I'm not crazy about trends. Never have been. Designers should understand, translate and find the best way possible to deliver a solution for a specific problem/brief. It eventually may look completely out of your personal aesthetics or style. Visual trends can easily blind you, usually leading your solution to a common place.

Technology is a totally different animal when we talk trends. Augmented reality is getting solid everyday, user facing web applications (or giving the user control of coding by demand) is also a closer than ever. We're growing into a species that learns to code very early, from automation to self-learning. The never-gone trending for me is to respect the intelligence of our users and consumers.

4. Are there any favorite trends you would like to see more of in 2016?

I'd love to see more simplification. You can find only a handful of really well done interfaces, and 100% of it has one thing in common: simplicity.

Life Hacks:

1. Did you always want to work in the creative industries or did you consider any other career options?

Although I could adapt to do almost any type of work, from construction to financial, I'd rather keep doing what I know best.

2. Do you have a good work and life balance or is it a work in progress? Any tips?

For a long time I got stressed over each idea that died in the way of presentations. I also worked long ours for years in a row. Along the way you learn what to prioritize and how to deal with frustrations. The only piece of advice I could give is: Try your best but understand that it's only work, it should be fun most of the time. Otherwise we should be doing something else with our lives.

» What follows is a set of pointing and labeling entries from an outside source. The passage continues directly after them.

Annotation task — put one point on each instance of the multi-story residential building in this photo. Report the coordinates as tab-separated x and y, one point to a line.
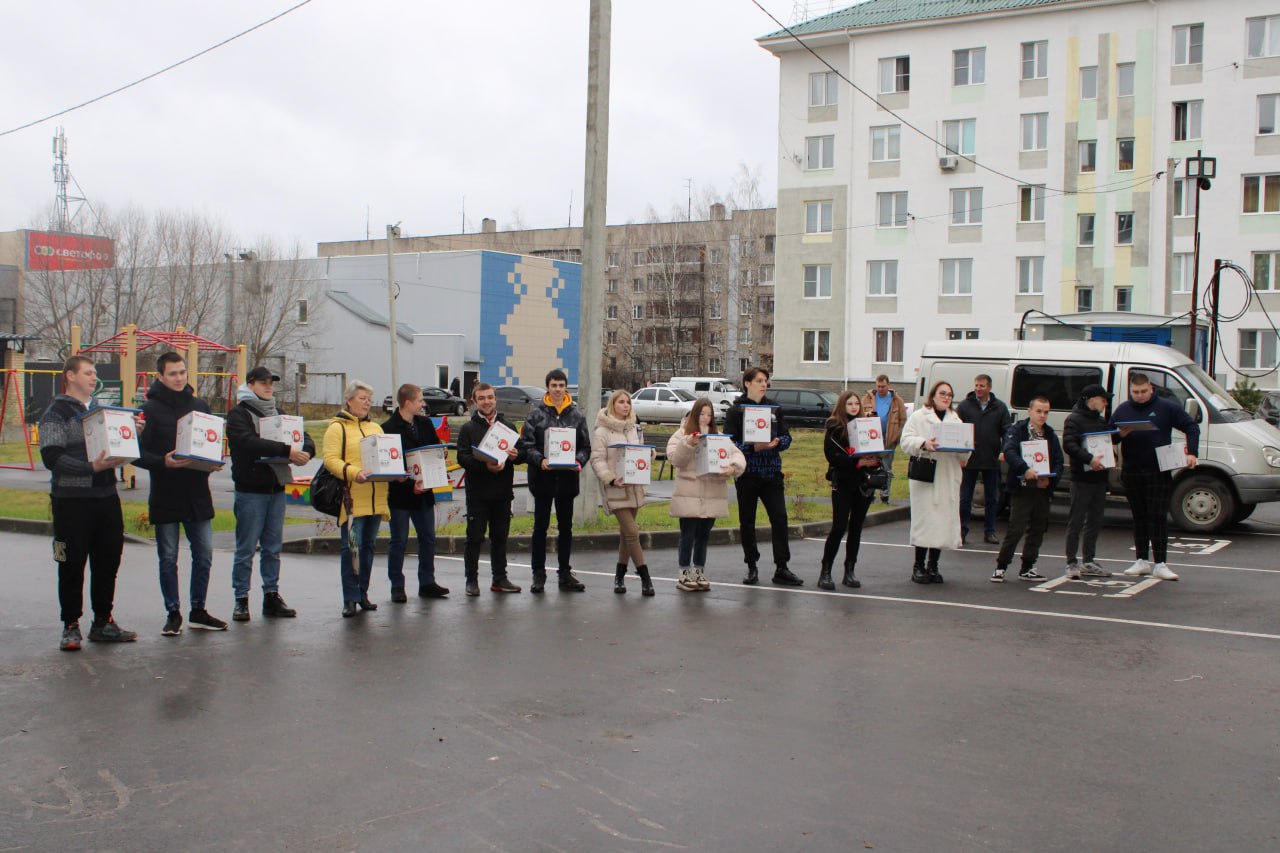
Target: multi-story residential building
1022	155
680	297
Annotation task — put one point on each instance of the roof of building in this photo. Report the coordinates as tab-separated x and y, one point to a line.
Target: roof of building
874	13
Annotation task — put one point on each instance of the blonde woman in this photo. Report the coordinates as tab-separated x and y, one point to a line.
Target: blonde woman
616	424
368	498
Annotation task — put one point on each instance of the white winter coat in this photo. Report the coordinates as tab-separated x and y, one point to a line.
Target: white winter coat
935	506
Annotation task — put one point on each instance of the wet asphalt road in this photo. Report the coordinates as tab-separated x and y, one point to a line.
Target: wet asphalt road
965	716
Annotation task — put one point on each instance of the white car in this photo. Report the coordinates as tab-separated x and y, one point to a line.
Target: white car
662	405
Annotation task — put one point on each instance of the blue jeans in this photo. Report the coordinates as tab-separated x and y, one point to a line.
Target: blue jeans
365	527
990	497
259	521
424	527
200	538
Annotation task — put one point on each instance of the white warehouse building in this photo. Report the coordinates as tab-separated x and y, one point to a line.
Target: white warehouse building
1045	190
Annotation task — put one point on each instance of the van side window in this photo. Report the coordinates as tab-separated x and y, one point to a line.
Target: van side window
1061	383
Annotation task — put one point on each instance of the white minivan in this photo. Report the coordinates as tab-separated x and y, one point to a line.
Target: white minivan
1239	459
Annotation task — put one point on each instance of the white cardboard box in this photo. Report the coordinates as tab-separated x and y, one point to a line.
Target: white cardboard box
713	454
382	456
110	429
429	465
757	424
200	441
560	447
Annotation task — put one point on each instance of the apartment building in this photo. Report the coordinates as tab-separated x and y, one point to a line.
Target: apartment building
1023	165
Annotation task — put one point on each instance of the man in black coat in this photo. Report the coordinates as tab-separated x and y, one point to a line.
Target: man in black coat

3. What advice would you give to younger professionals wanting to find success in design?

Concise ideas always win. And details shouldn't be ignored.

4. If you had all the money you would ever need, what would you do with your life?

I'd change nothing on my work and would definitely invest in different things, spend my time more wisely, travel a lot collecting experiences, learning different cultures, adding it to my work output.


1. What type of projects and what industries do you prefer to work in?

Platforms. In every sense of the word. I love technology, and the way we can use it to evolve humanity. I'd love to work for evolution purposes in biotech, spacial, etc.

2. What memorable challenges or highlights have you experienced from the projects you have worked on?

When you spend too much time working in advertising you realize how ephemeral your work can be. It runs for a week, for a month, strategy changes all the time, in the end the world still looks the same. The challenge is to use communication to impact people's lives in a good way. Benefit people with easier interfaces, faster and better solutions or more knowledge.

3. What are your, or your company's, greatest strengths?

Working at Apple it's fairly easy to see our innovation power. Some will say that's easy with billions of dollars and such a legacy of products and technology, but I honestly think that if there's one company trying to evolve the way we interact with the world, that's Apple.

4. What is the latest project you worked on or what are you working on right now?

Cant' really talk about it. :)

Cassiano is Creative Director at Apple for Latin America, Cassiano has served as ECD, CD and visual designer for agencies like R/GA, Ogilvy San Francisco, Publicis, JWT and DDB.